Elmar Lehnen: Schöpfungsgeschichte neu betrachten

Elmar Lehnen: Schöpfungsgeschichte neu betrachten

Neue Klangwelten für alle, die ein offenes Ohr haben: Der Kevelaerer Basilikaorganist über das Projekt "Sieben" mit dem Posaunisten Hansjörg Fink. Die Komposition wird am Sonntag in der Basilika aufgeführt. Danach wird eine CD aufgenommen.

Das wievielte Projekt gemeinsam mit dem Posaunisten und Hochschullehrer Hansjörg Fink ist "Sieben" für Sie? Was gab es vorher?

Elmar Lehnen Es ist mittlerweile das dritte CD-Projekt. Das erste: Salve Regina, Klangbilder Marianischer Choräle, das zweite: Requiem.

Wie und wann startete Ihre Zusammenarbeit?

Lehnen Ich arbeite nun schon seit zehn Jahren mit Hansjörg Fink zusammen.
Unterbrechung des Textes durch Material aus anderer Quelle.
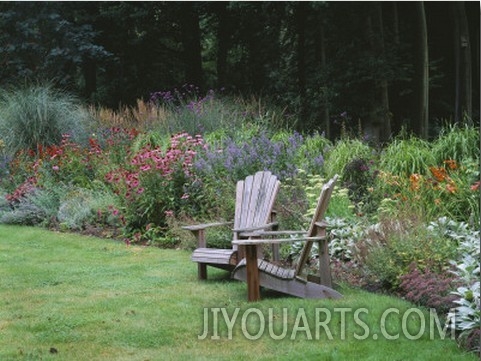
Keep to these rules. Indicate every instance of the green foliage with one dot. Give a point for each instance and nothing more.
(457, 142)
(37, 207)
(343, 152)
(36, 116)
(389, 251)
(100, 300)
(80, 208)
(406, 156)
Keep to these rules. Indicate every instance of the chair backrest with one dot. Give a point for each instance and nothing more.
(322, 205)
(318, 217)
(255, 197)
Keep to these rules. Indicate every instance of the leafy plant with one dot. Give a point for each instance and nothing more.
(36, 116)
(406, 156)
(457, 142)
(157, 182)
(344, 152)
(427, 288)
(390, 249)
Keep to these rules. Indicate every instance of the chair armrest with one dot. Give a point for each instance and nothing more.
(250, 229)
(198, 227)
(271, 233)
(256, 241)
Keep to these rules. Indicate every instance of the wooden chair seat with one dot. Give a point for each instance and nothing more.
(286, 280)
(255, 197)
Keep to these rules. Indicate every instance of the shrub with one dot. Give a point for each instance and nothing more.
(34, 206)
(39, 116)
(235, 159)
(80, 208)
(157, 183)
(427, 288)
(406, 156)
(457, 142)
(342, 153)
(391, 247)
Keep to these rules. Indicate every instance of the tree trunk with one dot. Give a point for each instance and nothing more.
(222, 42)
(89, 70)
(383, 88)
(463, 98)
(420, 120)
(190, 28)
(300, 18)
(325, 102)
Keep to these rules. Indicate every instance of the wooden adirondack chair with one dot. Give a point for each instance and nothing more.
(255, 197)
(258, 272)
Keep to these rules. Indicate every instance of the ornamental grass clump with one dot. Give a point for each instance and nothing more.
(36, 116)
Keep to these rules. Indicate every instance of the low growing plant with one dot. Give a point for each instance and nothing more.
(36, 116)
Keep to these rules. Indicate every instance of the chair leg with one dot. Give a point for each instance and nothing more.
(202, 271)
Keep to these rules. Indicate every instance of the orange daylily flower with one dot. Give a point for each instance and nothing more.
(451, 163)
(438, 173)
(414, 179)
(451, 187)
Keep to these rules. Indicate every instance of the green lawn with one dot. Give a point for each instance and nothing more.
(69, 297)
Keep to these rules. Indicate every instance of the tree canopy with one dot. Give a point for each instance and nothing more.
(383, 65)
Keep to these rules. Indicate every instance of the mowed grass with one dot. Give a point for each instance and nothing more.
(70, 297)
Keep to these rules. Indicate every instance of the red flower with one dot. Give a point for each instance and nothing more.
(475, 186)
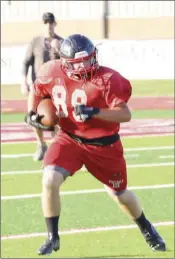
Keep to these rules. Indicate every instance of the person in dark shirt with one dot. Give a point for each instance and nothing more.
(40, 50)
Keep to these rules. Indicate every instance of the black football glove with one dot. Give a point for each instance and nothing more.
(85, 112)
(34, 119)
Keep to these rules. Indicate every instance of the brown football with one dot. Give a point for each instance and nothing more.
(48, 110)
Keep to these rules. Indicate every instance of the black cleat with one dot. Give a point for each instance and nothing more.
(153, 239)
(49, 246)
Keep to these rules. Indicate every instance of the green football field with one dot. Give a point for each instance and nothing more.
(85, 205)
(91, 224)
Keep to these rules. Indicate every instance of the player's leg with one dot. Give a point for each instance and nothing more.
(61, 160)
(41, 147)
(108, 166)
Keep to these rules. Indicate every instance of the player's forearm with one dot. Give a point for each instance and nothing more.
(114, 115)
(33, 101)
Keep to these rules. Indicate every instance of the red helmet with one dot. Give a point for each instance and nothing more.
(79, 57)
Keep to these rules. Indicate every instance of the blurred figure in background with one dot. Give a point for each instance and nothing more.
(40, 50)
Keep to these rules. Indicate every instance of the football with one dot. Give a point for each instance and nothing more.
(48, 110)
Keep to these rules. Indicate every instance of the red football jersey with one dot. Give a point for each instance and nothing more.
(107, 89)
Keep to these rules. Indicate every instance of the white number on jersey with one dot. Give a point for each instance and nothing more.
(59, 96)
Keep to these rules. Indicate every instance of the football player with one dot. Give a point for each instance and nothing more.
(91, 102)
(40, 50)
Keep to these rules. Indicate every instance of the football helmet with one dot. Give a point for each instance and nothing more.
(79, 57)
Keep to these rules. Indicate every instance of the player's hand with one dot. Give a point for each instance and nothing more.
(34, 120)
(85, 112)
(25, 89)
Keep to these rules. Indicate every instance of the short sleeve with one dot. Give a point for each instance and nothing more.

Wir gestalteten ein gemeinsames Konzert in der Basilika mit Literatur für Posaune und Orgel und hatten die Idee, auch gemeinsam zu improvisieren, da die Improvisation das Bindeglied zwischen Kirchenmusik und Jazz ist, und siehe da, es funktionierte toll.

Worum geht es bei dem Projekt "Sieben"?

Lehnen Wir baten Dr. Bastian Rütten, neue Texte für uns zu schreiben, welche die großartige Schöpfungsgeschichte neu und auch fragend betrachten. Hierzu haben wir in zweijähriger Arbeit ein etwa einstündiges siebenteiliges Werk komponiert, was auch wieder Freiräume für die Improvisation lässt.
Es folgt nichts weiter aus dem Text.